Sandy McGinn

Personal information
- Full name: Alexander McGinn
- Place of birth: New Cumnock, Scotland
- Height: 5 ft 8 in (1.73 m)
- Position(s): Midfielder

Senior career*
- Years: Team / Apps / (Gls)
- Lanemark
- 1913–1919: Bradford City / 5 / (0)
- 1919–1925: Blackpool / 132 / (2)
- 1925–1926: Halifax Town / 7 / (0)
- Great Harwood

= Sandy McGinn =

Scottish footballer

Alexander McGinn was a Scottish professional footballer. He spent six years at Blackpool in the 1920s, making over 100 Football League appearances for the club. He also played for Bradford City and Halifax Town.

==Career==
Born in New Cumnock, McGinn joined Bradford City from Lanemark in March 1914. He made 5 league appearances for the club. He left the club in December 1919 to join Blackpool.

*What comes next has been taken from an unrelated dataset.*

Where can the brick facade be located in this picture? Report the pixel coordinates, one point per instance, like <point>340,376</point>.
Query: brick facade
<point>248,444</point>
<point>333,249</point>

McGinn made his debut for Bill Norman's Blackpool midway through the 1919–20 season, in a goalless draw at Bristol City on 20 December. He went on to make a further nineteen league appearances that season, scoring one goal (in a 3–0 victory at Wolves on 6 March).

In 1920–21, McGinn made 24 league appearances. He scored one goal, in the FA Cup in Blackpool's first-round replay victory at home to Darlington.

McGinn started 34 of Blackpool's 42 league games in 1921–22. He scored one goal, the first in a 2–0 win against Bristol City at Bloomfield Road on 25 March.

36 league starts followed in 1922–23, before a spell out of the line-up in 1923–24 under Blackpool's new manager Frank Buckley. The Major selected him in seventeen of their final nineteen games of the league season, however, as well as in the club's two FA Cup ties in the New Year.

McGinn was out of favour again in 1924–25, managing just one league appearance. That appearance, at Coventry City on 9 March, was his final one for Blackpool.